A man committed mass murder on Tuesday, April 21 in the Lebanese village of Baakline. The man, later identified as Mazen Harfoush, had killed his wife and nine others.
After a two-day manhunt, the suspect was detained and later interviewed by security forces. He suspected his wife and brother were having an affair, which he identified to be the motive behind the killings. Harfoush confessed to stabbing his wife, who was found with over 13 stab wounds in their bedroom.
Crimes of this nature are not common in Lebanon, making this offense the deadliest the country has seen in almost 20 years. Harfoush murdered his wife Manal, his two brothers, a father and his two children, and three other men using a knife, a pump action rifle, and a Kalashnikov assault rifle. The number of victims rose after the discovery of the body of the tenth victim, missing for two days.
The mass murder soon widely became labelled as an honor killing, the likes of which Lebanon has witnessed before. In comparison to other countries in the region, many consider Lebanon to be fairly progressive, but crimes of this nature are more widespread than meets the eye.
In The Name of Honor: A History of Violations Against Women In Lebanon
While mass murder is uncommon in Lebanon, the country has witnessed horrific crimes in the name of “honor.” One widely-discussed case was that of Manal Assi in 2014, who was tortured by her husband prior to her murder. In 2013, a man in Akkar was beaten and castrated after he eloped with a girl from a different community. The same year, a man murdered his pregnant teenage sister in South Lebanon.
In 2018, the body of a woman was stoned to death, a means of punishment for sexual relations outside of a marriage according to Islamic law. That same year, a mother killed her daughter via strangulation, followed by electrocution and smothering with a pillow.
A report released by Kafa in 2019 showed that there were nine reported completed or attempted killings against women in that year. It is worth noting that this number does not include unreported cases, which likely raise the figure drastically.
Domestic Abuse In Lockdown
With the country on lockdown for the sixth week in a row due to the COVID-19 pandemic, domestic violence has sharply increased.
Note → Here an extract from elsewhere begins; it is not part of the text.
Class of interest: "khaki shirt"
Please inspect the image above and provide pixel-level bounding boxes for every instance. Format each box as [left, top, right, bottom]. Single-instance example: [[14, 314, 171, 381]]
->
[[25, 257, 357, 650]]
According to research by ABAAD, a local NGO that aims to achieve gender equality in the Middle East and North Africa (MENA) region, the number of calls to their helpline have doubled in the first quarter of 2020 compared to the first quarter of 2019. Calls spiked by 70.5 percent, as women and girls are trapped in quarantine with their abusers.
Calls to the ISF domestic abuse hotline (1745) also doubled, from 44 in March 2019 to 88 in March 2020.
In 2011, parliament annulled Article 562 of the criminal code, which mitigated the sentence of people who claim they killed or injured their wife, daughter, or other relative after witnessing a transgression, such as an extramarital affair, to protect the family “honor.” Yet, the judiciary system is still lenient on murderers who commit honor crimes as a result of rage induced by the victims –as was the case for Assi’s murderer in 2014 despite Article 562 being repealed.
As the value of the lira plummets and the country heads into a dark unknown, women in Lebanon find themselves at a legal and moral disadvantage.
Local initiatives such as KAFA –which aims at combating domestic abuse– and ABAAD have often stepped in to fill these legal gaps, providing women with a safe space they can seek if they are in danger.
These efforts are admirable but these crimes are more widespread than one may realize. Such organizations cannot pluck the problem out, root and stem, on their own.
Amidst the revolution and pandemic, it seems the government has forgotten to address the issues of domestic abuse and honor killings, but this mass murder is a reminder. Every day that the lockdown drags on, women across the country face unknown futures with trepidation and fear.